5 important life lessons I learned from camping with drag queen Alyssa Edwards
Camping isn’t my cup of tea. Some thrive in the great outdoors, but I usually end up grumpy, sweaty, and covered in mosquito bites. However, last month’s Camp Tazo experience in Marble Falls, Texas—where I camped out with RuPaul’s Drag Race contestant and Dancing Queen star Alyssa Edwards—was all about the unexpected. And to my surprise, the getaway made me feel fabulous, confident, and more myself than I have in a while. In short, it was unlike any camp I’ve ever attended.
Last year, it was announced that the iconic tongue popper would be taking on a new role as a counselor at Camp Tazo, a one-weekend-only event hosted by the popular tea brand. Once word got out about the camp, 5,000 people from all over the country applied to attend, but only 30 were chosen to join the exciting weekend. We know what you’re thinking: a group of strangers in the woods, what could possibly go wrong?
The answer is absolutely nothing, because there wasn’t an ounce of negative energy on site. Instead, genuine support, friendship, and acceptance radiated among us, which nurtured an environment of growth. I left extremely encouraged, and ready for whatever the world had to throw at me.

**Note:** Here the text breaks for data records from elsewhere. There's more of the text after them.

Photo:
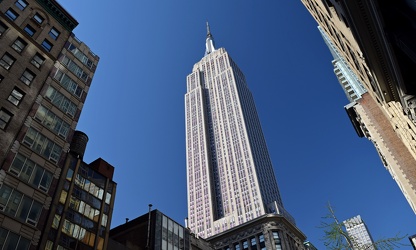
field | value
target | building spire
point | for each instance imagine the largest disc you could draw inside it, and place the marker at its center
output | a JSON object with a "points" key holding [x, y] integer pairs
{"points": [[209, 43]]}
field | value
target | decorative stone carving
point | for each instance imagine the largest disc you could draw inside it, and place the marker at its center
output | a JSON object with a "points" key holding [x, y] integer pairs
{"points": [[15, 147]]}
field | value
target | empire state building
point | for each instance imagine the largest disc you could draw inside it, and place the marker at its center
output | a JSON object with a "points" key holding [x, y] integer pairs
{"points": [[230, 175]]}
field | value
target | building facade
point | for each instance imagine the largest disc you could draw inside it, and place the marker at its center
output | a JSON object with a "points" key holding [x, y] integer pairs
{"points": [[358, 233], [267, 232], [154, 231], [45, 74], [229, 172], [83, 204], [376, 41]]}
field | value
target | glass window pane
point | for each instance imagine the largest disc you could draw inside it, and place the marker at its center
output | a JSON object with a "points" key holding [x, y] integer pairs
{"points": [[11, 241], [5, 192], [17, 164], [24, 208], [13, 203], [27, 170], [38, 18], [35, 212]]}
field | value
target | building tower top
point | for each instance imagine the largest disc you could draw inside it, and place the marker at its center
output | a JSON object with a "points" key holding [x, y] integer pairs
{"points": [[209, 43]]}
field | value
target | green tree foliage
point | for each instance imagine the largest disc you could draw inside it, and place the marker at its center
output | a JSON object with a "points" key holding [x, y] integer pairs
{"points": [[337, 238]]}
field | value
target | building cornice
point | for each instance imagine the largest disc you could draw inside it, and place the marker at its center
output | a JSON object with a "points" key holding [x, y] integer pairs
{"points": [[59, 13]]}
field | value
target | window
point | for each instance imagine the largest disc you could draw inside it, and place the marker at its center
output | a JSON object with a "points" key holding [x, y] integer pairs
{"points": [[29, 30], [5, 117], [277, 241], [37, 60], [31, 173], [27, 77], [7, 61], [21, 4], [3, 28], [16, 96], [47, 45], [38, 18], [19, 45], [54, 33], [10, 13]]}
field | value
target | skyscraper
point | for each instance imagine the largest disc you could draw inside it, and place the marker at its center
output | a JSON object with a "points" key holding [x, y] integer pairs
{"points": [[229, 172], [358, 233], [374, 50], [45, 76]]}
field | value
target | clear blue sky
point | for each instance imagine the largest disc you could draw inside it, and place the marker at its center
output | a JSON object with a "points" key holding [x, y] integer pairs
{"points": [[134, 113]]}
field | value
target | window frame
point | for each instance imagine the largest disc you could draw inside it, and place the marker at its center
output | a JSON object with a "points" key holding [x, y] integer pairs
{"points": [[54, 33], [38, 18], [11, 14], [29, 30], [7, 63], [21, 4], [37, 63], [19, 47], [27, 79], [4, 122], [47, 42], [3, 28], [14, 96]]}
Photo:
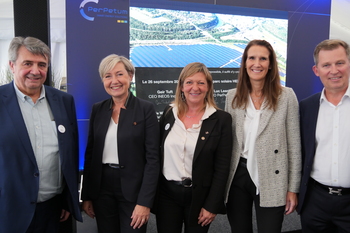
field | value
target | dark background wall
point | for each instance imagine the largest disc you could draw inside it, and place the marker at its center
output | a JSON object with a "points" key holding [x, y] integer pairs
{"points": [[308, 24]]}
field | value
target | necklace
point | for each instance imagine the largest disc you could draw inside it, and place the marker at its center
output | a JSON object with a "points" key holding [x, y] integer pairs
{"points": [[256, 99], [192, 116]]}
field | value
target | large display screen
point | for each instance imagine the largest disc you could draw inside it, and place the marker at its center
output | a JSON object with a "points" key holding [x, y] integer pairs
{"points": [[163, 41]]}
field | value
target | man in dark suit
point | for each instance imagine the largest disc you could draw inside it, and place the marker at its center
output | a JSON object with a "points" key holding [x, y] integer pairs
{"points": [[324, 199], [38, 145]]}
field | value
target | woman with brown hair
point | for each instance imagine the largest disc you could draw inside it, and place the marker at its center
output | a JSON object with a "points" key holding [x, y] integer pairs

It’s mind-blowing what a few days of true #goodvibesonly can do for your spirit.
“I grew up in a time when I didn’t have a space like this where I could say, ‘Look, I know I’m different, but I don’t know how to change this,'” Edwards told HelloGiggles. “Tazo is all inclusive—they got a little bit of everything here and we all mesh well together.”
I learned a lot from Edwards—hopefully my life-changing experiences at camp will make you feel as good as I did.
Don’t worry, be happy.
Even though the goal of the camp was to get us to step outside of our comfort zones, there was never any pressure to participate in anything. Because of that, I naturally gravitated towards what made me happy—and it made me realize that joy should always be my end goal. “It’s okay to be who you were designed to be,” Edwards told me. “I hope everyone left with a positive experience and maybe they even learned more about themselves.”
Pronouns, pronouns, pronouns.
Every camper was either part of the LGBTQ community or an ally (like myself). And I knew when I arrived that I had been in my own bubble for too long when I didn’t ask people for their preferred pronouns. At a place that was so progressive and accepting of me, I wanted everyone to feel as safe and themselves as I did.
Early on at camp, I defaulted to addressing someone with the wrong pronoun. I only found out during the official meet-and-greet that I was referring to her in the wrong way the entire time. She never pulled me aside or even got upset, but of course, I felt awful and simply learned the proper way to speak to her. This was a humbling moment that I will never forget.
I don’t need alcohol to be social.
Whether it’s a work event or a hangout with friends, I never think twice about grabbing a cocktail at social gatherings. Camp Tazo was a completely dry weekend, and while the thought of interacting with strangers sober made me nervous at first, I realized that I don’t need to be so dependent on alcohol to have fun. In fact, we were told to skip the small talk and ask meaningful questions right away. I don’t know why I never thought of this before! It resulted in more thrilling and memorable conversations than I’d usually have without the unnecessary side effects of your standard liquid boost.
Take a chance.
“You only live once,” Edwards said. Since this was no ordinary camp, it included an unconventional itinerary that got me to do an improv performance in front of the entire camp. I didn’t have any idea what I was doing, but that was half the fun. You know what they say, you never know until you try. I chased that feeling throughout camp and ended up saying yes to everything—and it paid off.
For Edwards, the thing that really got her out of her comfort zone was ziplining. “I’m terrified of heights, and I’m in full drag,” she recalled. “I’m climbing this 10-foot pole, breaking my nails, and I’m like, ‘Oh gosh.’ Then, they left the best part out that I’m ziplining over the river. I said, ‘I don’t know if this is a grand entrance—this could be the grand finale.’ But it was so rewarding.”
She went on to say that there’s no reason to let any golden moment pass you by. “You get one opportunity at this thing called life—seize the opportunity,” Edwards said. “Go for it, because you want to look back one day and be like, ‘I did that. I lived it, I touched, I experienced the extraordinary. I experienced the uncertainty. I made memories.'”
My favorite part of the weekend was during the initial camp fire session. We were asked to find something to throw into the flames that represented something we wanted to let go of in our lives. I found a stick, and it stood for all my insecurities. It’s 2019, and I told myself right then that this was going to be my year. Better late than never, right?
This was exactly Edwards’ mission for camp. She described her own experience with Justin Dwayne Lee Johnson, the man behind her drag. “Justin might have been a shy guy, but when I put on that wig, really every fear, every insecurity, and every doubt diminished,” she previously explained to HG. “Opening up really helped me grow, and I think that I want all the campers to not only leave with a sense of, ‘Oh, that was a hoot’—I want them to leave with the same motivation that I used to leave camp with. That excitement of knowing you can conquer the world.”